Unfortunately, some compilers (I'm looking at you, Sun CC!) incorrectly differentiate between arguments declared const and ones not declared so, and you can get errors about undefined functions.

Answer 4

I think this is dependent on your personal style.

It doesn't add or subtract to what clients can pass to your function. In essence it's like a compile-time assertion. If it helps you to know that value won't change, go ahead and do it, but I don't see a big reason for others to do it.

One reason I might not do it is that the const-ness of the value parameter is an implementation detail that your clients don't need to know about. If you later (purposely) change your function so that it actually does change that value, you will need to change the signature of your function, which will force your clients to re-compile.
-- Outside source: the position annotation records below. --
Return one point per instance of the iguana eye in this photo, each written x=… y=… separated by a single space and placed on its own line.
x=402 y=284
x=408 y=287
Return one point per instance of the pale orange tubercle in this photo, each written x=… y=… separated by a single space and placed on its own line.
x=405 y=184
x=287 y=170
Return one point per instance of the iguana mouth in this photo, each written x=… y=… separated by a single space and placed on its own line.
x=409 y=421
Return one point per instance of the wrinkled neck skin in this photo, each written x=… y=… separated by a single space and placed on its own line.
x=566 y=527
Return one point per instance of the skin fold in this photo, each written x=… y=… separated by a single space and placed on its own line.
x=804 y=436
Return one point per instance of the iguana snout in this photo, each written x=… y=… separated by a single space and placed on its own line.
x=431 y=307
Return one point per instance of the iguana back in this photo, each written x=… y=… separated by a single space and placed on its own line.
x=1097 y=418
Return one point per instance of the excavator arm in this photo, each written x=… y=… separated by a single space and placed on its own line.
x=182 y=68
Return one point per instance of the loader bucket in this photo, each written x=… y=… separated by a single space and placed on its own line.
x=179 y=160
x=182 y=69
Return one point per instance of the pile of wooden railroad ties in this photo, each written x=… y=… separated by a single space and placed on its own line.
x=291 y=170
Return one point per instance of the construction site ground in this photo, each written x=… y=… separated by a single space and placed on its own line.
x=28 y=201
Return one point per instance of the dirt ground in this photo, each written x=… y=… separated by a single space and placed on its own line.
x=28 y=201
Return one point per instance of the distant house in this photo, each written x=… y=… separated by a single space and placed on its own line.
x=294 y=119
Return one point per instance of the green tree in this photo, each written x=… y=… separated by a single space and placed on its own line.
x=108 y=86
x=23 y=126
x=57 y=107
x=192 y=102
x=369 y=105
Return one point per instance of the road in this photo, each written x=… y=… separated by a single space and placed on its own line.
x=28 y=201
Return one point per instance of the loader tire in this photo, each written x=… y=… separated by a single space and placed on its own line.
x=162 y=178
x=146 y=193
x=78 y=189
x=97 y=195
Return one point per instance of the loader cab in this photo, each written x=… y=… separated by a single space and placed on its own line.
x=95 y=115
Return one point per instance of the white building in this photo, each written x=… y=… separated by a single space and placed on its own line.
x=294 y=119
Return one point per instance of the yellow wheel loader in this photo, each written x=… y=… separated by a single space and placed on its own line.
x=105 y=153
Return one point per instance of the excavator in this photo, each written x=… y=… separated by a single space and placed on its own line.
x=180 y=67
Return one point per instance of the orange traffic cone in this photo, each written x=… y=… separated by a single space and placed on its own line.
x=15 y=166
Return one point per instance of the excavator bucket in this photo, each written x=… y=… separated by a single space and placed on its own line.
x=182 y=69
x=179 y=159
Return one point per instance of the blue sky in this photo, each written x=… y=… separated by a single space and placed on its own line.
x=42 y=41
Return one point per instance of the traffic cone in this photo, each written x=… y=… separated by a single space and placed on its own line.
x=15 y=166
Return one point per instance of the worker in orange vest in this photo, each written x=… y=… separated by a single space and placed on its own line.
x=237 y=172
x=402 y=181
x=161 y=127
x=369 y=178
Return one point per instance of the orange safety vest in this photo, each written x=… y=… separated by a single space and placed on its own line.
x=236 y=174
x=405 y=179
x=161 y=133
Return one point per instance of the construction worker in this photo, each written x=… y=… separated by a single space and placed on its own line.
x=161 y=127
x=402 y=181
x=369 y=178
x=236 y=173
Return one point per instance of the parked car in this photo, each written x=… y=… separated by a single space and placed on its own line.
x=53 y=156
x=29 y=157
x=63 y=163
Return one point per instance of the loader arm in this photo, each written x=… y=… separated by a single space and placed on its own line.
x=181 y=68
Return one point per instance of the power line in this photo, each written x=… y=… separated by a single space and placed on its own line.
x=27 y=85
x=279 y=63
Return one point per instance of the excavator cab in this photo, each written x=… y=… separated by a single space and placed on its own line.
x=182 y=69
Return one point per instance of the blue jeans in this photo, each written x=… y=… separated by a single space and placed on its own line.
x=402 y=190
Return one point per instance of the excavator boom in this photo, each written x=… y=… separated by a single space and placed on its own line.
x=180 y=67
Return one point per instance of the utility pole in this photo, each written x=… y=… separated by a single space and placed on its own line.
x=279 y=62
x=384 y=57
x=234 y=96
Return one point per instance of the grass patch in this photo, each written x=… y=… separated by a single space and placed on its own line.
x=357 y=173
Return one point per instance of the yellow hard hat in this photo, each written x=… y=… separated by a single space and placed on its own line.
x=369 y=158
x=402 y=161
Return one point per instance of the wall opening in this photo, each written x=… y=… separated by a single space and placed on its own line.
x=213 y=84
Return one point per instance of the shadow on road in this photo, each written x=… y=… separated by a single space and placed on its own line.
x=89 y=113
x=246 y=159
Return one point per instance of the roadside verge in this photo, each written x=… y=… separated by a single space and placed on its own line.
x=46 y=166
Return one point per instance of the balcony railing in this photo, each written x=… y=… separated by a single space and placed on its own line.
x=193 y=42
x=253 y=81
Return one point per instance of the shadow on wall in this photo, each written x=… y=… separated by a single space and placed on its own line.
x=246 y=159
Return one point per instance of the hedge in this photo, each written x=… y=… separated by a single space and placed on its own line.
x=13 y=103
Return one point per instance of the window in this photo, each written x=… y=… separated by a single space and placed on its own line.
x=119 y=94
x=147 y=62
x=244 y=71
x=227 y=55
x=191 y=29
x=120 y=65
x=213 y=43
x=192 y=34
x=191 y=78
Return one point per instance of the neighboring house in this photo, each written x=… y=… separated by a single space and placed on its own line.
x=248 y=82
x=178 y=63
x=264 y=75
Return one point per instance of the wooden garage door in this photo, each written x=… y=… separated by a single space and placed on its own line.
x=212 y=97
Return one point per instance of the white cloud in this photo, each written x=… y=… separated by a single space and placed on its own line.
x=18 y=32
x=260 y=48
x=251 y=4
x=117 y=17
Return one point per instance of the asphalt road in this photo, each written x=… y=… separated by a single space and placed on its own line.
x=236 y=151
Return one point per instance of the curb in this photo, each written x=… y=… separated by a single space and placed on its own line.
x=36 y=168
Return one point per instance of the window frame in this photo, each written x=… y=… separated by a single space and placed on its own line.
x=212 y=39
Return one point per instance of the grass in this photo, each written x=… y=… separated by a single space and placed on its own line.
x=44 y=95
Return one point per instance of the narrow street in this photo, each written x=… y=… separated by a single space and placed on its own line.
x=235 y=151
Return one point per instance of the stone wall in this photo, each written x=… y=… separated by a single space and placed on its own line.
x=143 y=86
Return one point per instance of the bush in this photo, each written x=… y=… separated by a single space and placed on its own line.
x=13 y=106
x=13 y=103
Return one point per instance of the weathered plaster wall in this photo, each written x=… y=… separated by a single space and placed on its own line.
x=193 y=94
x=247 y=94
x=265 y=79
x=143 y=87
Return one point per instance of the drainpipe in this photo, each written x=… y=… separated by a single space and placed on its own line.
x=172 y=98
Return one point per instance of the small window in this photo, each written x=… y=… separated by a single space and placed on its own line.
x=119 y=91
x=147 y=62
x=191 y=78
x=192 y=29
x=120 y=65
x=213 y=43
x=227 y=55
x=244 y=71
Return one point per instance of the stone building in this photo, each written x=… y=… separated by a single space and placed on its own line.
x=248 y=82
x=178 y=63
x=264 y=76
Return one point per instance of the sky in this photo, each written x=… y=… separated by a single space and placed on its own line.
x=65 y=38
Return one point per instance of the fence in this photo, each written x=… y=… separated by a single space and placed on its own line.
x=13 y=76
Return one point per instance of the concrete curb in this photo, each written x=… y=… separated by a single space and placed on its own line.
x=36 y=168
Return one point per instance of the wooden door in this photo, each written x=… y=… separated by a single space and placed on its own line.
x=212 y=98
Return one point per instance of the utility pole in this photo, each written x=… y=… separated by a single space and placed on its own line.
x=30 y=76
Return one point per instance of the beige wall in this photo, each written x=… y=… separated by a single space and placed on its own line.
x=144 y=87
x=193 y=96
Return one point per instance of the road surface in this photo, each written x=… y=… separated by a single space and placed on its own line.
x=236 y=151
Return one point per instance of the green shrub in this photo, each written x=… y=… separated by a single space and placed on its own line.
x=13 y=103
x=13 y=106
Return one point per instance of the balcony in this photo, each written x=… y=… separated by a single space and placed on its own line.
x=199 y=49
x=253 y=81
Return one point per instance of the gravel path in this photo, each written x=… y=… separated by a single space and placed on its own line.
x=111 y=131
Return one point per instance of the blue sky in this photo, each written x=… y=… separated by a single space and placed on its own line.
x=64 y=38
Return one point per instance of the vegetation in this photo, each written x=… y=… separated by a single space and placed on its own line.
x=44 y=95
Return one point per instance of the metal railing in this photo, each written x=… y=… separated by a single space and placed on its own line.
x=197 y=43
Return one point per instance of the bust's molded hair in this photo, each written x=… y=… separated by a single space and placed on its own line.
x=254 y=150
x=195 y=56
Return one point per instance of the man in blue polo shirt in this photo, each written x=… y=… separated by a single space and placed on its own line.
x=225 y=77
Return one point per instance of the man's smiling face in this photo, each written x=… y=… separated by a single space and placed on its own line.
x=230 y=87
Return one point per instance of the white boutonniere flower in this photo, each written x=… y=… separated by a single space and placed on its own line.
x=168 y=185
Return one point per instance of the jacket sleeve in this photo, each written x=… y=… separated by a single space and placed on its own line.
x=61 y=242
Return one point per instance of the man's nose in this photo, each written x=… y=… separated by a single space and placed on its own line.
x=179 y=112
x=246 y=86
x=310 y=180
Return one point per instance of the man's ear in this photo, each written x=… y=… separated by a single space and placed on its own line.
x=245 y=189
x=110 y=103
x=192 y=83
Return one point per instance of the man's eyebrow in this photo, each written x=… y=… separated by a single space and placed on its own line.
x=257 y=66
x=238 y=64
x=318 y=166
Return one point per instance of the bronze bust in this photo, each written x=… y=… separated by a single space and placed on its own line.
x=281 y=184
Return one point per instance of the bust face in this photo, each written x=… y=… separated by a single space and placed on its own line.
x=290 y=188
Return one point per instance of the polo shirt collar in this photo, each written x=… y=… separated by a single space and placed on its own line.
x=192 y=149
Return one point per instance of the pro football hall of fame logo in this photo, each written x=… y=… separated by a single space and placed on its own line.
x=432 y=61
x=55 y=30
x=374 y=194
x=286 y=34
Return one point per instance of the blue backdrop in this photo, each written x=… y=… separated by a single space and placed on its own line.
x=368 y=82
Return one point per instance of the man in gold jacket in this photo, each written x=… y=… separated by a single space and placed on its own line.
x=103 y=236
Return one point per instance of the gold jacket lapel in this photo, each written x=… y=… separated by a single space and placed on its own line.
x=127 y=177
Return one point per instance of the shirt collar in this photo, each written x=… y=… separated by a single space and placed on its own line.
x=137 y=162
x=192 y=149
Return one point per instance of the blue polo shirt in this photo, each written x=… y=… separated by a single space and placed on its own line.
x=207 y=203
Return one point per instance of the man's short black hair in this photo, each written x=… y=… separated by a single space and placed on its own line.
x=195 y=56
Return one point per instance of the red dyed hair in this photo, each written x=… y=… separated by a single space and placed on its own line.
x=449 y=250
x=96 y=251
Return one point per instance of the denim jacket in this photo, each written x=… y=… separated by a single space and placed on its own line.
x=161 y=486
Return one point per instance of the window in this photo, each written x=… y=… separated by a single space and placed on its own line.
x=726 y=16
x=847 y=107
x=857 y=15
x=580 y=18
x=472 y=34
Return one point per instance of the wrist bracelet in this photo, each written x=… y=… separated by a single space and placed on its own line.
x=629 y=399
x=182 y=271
This is similar to why some people recommend having no public virtual methods (the functions virtual-ness is an implementation detail that should be hidden from clients), but I'm not in that particular camp.

Answer 5

If there is const keyword present; it means value of 'i' (which is const type) can not be modified. If value of 'i' is changed inside foo function compiler will throw error: "

Can not modify const object

But changing '*i' (i.e. *i = 3;)means you are not changing value of 'i' but value of address pointed by 'i'

Actually,the const function is appropriate for large objects that should not be altered by function.

Answer 6

We all have to untangle someone else's C++ code from time to time. And that someone else's C++ code is a complete mess by definition :D.

So the 1st thing I always do to decipher it (local & global data flow) is put const in every variable definition until compiler complains. This also means const-qualifying value arguments, and it really helps avoiding variables that have been modified in the middle on the function without me noticing it...

So I really appreciate when that someone else has const everywhere (including value parameters) :D

Answer 7

I like const correctness for situations like this:
void foo(const Bar &b) //I know b cannot be changed
{
//do something with b
}

This lets me use b without fear of modifying it, but I don't have to pay the cost of a copy constructor.